Commercial Fishing: How Fish Get From the High Seas to Your Supermarket

   
  The thin mesh of the net slices into the flesh of many fish, causing blood loss and strangling them in the water or in the net as it is dragged aboard.  

Gill Nets

Gill nets hang like massive curtains in the oceans, drifting with the currents. Ranging from 200 feet to more than a mile in length, gill nets are weighted at the bottom and held upright by floats at the top, creating what some have deemed “walls of death.” Fish are unable to see the netting, and unless the mesh size is larger than the fish, they get stuck. When they try to back out, the netting catches them by their gills or fins, and many suffocate. Others struggle so desperately in the sharp mesh that they bleed to death.

Because gill nets are set and then left unmonitored, trapped fish may suffer for days.
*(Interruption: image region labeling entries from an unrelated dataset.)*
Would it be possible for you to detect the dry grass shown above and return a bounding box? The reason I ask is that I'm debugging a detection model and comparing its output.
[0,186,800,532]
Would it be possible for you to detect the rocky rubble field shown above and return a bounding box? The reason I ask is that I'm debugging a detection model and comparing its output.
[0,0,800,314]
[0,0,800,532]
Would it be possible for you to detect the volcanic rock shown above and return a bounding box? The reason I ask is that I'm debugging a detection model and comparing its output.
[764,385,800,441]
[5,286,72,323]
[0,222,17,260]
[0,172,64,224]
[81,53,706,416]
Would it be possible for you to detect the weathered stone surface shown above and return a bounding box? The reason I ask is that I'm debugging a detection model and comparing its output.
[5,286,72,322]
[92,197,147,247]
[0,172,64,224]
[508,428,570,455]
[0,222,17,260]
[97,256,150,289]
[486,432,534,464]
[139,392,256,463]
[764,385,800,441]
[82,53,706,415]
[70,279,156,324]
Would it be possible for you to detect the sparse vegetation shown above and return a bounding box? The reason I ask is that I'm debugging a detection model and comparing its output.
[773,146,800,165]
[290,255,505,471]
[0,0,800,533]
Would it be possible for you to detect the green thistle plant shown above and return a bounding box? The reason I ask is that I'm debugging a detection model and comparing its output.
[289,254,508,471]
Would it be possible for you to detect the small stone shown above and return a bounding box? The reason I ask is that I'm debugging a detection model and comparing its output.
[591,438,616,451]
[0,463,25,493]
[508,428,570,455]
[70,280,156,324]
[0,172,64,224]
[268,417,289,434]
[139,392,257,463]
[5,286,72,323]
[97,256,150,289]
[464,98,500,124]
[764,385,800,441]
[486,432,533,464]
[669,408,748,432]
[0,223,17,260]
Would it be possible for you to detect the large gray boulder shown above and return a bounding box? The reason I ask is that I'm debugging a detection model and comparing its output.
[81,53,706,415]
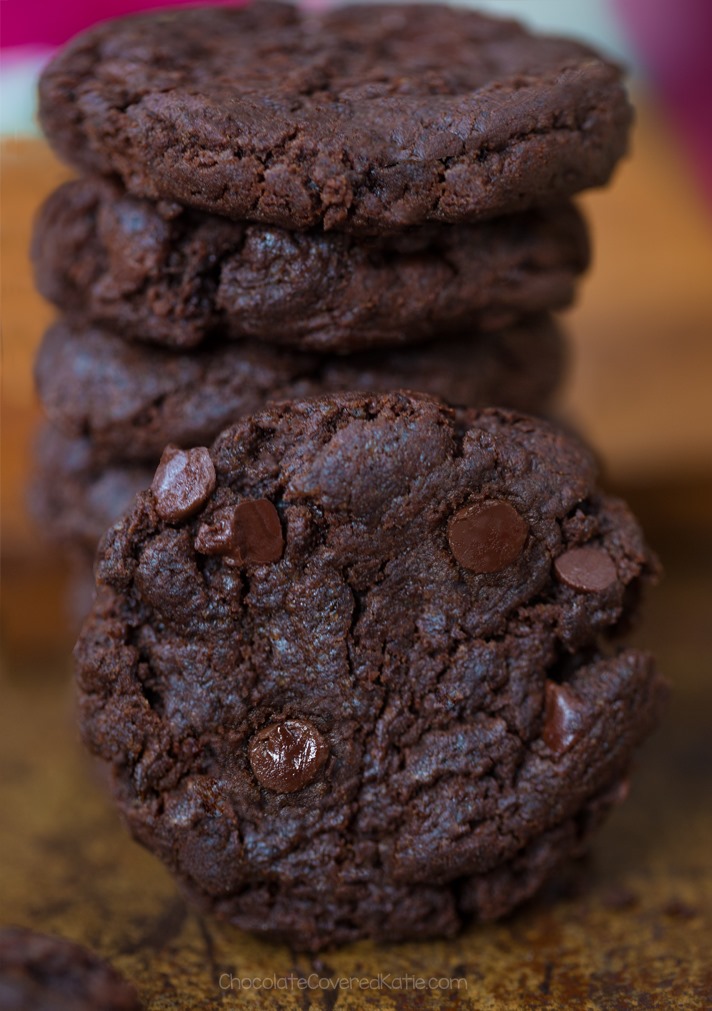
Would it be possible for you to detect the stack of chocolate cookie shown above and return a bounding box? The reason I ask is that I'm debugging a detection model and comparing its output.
[33,3,610,594]
[34,3,660,947]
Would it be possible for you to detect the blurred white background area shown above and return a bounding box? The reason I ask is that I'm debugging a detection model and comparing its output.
[458,0,631,68]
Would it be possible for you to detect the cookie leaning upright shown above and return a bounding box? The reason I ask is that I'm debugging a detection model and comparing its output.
[40,2,631,234]
[76,393,662,949]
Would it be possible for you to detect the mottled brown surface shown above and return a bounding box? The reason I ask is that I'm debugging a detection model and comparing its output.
[0,499,712,1011]
[0,96,712,1011]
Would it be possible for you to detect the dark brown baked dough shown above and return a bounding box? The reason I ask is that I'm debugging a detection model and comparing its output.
[0,927,143,1011]
[27,425,155,557]
[39,2,631,235]
[33,179,589,352]
[34,316,565,471]
[76,393,662,949]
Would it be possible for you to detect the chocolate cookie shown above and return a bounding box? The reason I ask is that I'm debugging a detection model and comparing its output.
[35,316,564,466]
[0,927,143,1011]
[28,425,155,557]
[33,179,589,352]
[76,393,662,949]
[39,2,631,235]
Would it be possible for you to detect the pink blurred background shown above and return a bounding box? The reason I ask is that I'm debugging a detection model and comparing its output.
[0,0,712,203]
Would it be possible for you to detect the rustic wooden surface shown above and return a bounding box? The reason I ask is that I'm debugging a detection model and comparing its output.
[0,102,712,1011]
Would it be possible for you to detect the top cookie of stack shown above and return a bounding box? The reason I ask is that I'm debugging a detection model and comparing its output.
[33,0,631,578]
[40,2,631,235]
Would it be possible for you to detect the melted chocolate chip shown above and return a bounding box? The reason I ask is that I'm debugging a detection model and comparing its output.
[195,498,284,565]
[233,498,284,564]
[250,720,329,794]
[542,681,583,756]
[447,499,529,572]
[195,506,235,555]
[151,446,215,523]
[554,548,618,593]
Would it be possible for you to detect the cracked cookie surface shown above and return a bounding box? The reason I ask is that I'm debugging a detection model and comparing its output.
[33,173,589,352]
[39,2,631,235]
[34,316,565,465]
[76,393,662,949]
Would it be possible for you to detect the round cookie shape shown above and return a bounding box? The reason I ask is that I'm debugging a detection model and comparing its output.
[39,2,631,235]
[76,392,662,949]
[32,178,590,353]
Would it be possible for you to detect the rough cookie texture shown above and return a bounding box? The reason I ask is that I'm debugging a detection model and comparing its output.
[0,927,143,1011]
[32,179,589,352]
[34,316,565,466]
[28,425,151,555]
[76,393,662,949]
[39,2,631,234]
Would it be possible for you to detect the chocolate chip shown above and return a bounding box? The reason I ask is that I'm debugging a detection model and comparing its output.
[250,720,329,794]
[195,498,284,565]
[233,498,284,564]
[447,499,529,572]
[151,446,215,523]
[542,681,583,756]
[554,548,618,593]
[195,506,235,555]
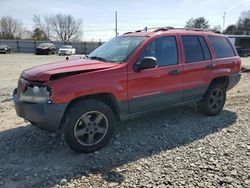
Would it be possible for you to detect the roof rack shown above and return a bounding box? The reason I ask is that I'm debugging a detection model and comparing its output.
[123,26,220,35]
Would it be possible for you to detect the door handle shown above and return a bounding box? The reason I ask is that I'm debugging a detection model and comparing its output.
[207,63,215,69]
[168,70,181,75]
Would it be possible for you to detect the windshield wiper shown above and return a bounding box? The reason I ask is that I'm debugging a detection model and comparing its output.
[89,56,107,62]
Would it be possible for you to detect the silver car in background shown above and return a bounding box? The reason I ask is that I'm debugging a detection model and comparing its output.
[58,45,76,55]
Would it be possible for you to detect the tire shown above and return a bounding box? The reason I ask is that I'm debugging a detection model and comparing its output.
[198,82,226,116]
[62,99,116,153]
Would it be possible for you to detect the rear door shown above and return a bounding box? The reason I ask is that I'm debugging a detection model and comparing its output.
[128,36,182,113]
[180,35,214,102]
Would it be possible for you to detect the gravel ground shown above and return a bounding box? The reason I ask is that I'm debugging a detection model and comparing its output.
[0,54,250,188]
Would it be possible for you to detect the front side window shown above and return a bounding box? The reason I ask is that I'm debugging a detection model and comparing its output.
[208,36,235,58]
[182,36,205,63]
[140,36,178,67]
[89,36,147,62]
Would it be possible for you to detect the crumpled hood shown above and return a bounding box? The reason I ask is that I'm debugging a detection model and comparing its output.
[22,59,118,82]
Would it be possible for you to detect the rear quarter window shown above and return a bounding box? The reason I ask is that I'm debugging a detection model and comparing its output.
[208,36,236,58]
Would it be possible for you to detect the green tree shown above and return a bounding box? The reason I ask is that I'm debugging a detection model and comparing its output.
[185,17,210,29]
[237,18,250,35]
[0,16,23,39]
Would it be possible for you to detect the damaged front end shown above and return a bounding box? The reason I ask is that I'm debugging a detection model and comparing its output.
[16,77,52,103]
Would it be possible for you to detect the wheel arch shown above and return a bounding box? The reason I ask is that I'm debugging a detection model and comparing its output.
[58,93,120,130]
[210,76,229,89]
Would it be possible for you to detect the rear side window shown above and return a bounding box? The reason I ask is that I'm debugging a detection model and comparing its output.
[182,36,204,63]
[208,36,235,58]
[199,36,212,60]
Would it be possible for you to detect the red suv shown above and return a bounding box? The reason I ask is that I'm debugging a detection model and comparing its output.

Many bleed to death before the ship returns to take them out of the ocean. Those who make it to the deck alive are ripped out of the net by hand. Fish who were caught deep in the ocean suffer from decompression, and the extreme change in pressure can cause their stomachs to be forced out of their mouths. Some boats cut the gills of fish so that the animals will bleed to death before being thrown onto piles of chopped ice; others toss live fish directly into the freezer compartment, where they slowly freeze to death—a horribly cruel and painful death for cold-blooded animals, who can take a very long time to freeze or suffocate to death.